FoundationDB

Technical overview of the database


#1

:wave:

Is it possible to find some more information about the database internals which goes deeper into how it works than the technical overview and if so, where?

For example, the transaction processing page says that the database “uses a sophisticated data-parallel and multithreaded algorithm to optimize conflict-checking” but leaves the reader wondering what it actually means. Is it in any way similar to SSI? And, a bit off-topic but, does the database somehow rely on NTP servers?

Then the fault tolerance page talks about “teams” and how using them the “chance of data unavailability is reduced to about 0.5%” … But leaves the already buffled reader wondering again: what these teams actually are, how they work, and how the new probability of “0.5%” (is it really 0.005?) is calculated.

TL;DR docs are great, but could they go deeper into the nitty-gritty?


Design document of internals & storage?
#2

I don’t work on FDB, but https://news.ycombinator.com/item?id=16877586 has a summary of the internals that may be more helpful than the documentation.


About transaction
(Evan Tschannen) #3


Bandwidth consumption from one fdb client to fdbserver process
Understanding inter communication
(Evan Tschannen) #4

Besides diagrams I posted above, I added some documentation that just has not been built yet.


Understanding inter communication
(David Scherer) #5

The calculation regarding teams is just: 450/(40 choose 4) = .0049. There are 40 choose 4 sets of 4 machines that could be failed. This will only lead to data loss if the set is one of the 450 teams of 4. Thus the probability above.

More generally, teams are a compromise between the random distribution model, where losing more than the fault tolerance level machines essentially guarantees data loss, and the “replica set” model where each machine is part of a single replica set, the probability of having any data loss from a multiple failure is minimized, but even a single failure is very slow to recover from because only a small number of machines have data from the failed replica set.

If Apple wanted to put my old architecture talk on YouTube I wouldn’t mind, though it is probably a bit out of date now.


(Alex Miller) #6

Copysets: Reducing the Frequency of Data Loss in Cloud Storage presents the same overall idea, and would be worth the read for a deeper understanding.


#7

A transaction conflicts if it reads a key that has been written between the transaction’s read version and commit version.

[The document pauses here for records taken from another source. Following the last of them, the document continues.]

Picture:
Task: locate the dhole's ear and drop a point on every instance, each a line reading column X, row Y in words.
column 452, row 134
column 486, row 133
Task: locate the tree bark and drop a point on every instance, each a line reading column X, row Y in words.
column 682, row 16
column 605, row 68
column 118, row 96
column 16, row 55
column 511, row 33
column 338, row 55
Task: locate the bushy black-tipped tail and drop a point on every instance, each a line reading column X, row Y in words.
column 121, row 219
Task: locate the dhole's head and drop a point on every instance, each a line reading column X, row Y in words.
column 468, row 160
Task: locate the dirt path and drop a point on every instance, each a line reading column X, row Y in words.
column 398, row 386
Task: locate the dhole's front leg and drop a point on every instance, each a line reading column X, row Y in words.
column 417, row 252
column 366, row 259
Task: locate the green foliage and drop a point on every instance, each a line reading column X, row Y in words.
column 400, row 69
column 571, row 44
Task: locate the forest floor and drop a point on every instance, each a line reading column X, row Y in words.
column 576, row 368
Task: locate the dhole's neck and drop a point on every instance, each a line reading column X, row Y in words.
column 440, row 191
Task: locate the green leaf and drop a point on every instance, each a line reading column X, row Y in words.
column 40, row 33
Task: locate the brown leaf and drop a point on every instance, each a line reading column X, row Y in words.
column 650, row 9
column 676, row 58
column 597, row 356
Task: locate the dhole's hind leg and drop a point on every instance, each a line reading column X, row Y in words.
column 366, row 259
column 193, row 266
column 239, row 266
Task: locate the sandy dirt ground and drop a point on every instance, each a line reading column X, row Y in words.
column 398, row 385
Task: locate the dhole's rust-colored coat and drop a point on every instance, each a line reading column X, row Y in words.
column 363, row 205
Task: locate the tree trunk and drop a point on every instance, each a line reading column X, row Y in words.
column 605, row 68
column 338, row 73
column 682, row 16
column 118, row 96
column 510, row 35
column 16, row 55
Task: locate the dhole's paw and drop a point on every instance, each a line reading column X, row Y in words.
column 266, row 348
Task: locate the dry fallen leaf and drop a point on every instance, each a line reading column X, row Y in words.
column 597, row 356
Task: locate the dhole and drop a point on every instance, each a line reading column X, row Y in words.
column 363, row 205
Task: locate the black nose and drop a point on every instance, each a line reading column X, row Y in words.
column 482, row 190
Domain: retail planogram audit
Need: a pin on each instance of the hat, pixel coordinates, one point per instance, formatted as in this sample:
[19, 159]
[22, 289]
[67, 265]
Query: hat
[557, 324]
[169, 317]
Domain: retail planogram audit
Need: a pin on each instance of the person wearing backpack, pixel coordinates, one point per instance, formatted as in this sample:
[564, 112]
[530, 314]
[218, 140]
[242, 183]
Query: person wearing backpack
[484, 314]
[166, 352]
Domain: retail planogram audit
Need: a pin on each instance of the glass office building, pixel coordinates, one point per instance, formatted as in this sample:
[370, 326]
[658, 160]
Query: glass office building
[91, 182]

The resolver does this by holding the last 5 seconds of committed writes in memory, and comparing a new transaction’s reads against this set of commits.

What happens when there are multiple resolvers handling the sharded key-space and keys involved in tx are found to be owned by multiple resolvers? How do resolvers agree on that decision?


(Evan Tschannen) #8

The proxy will send each resolver their respective key ranges, if either resolver detects a conflict then the transaction is not committed.

This has the flaw that if only one of the two resolvers detects a conflict, the other resolver will still think the transaction succeeded and may failure future transactions based on its write conflict ranges.

In practice, a well designed workload will only have a very small percentage of conflicts, so this amplification will not effect performance.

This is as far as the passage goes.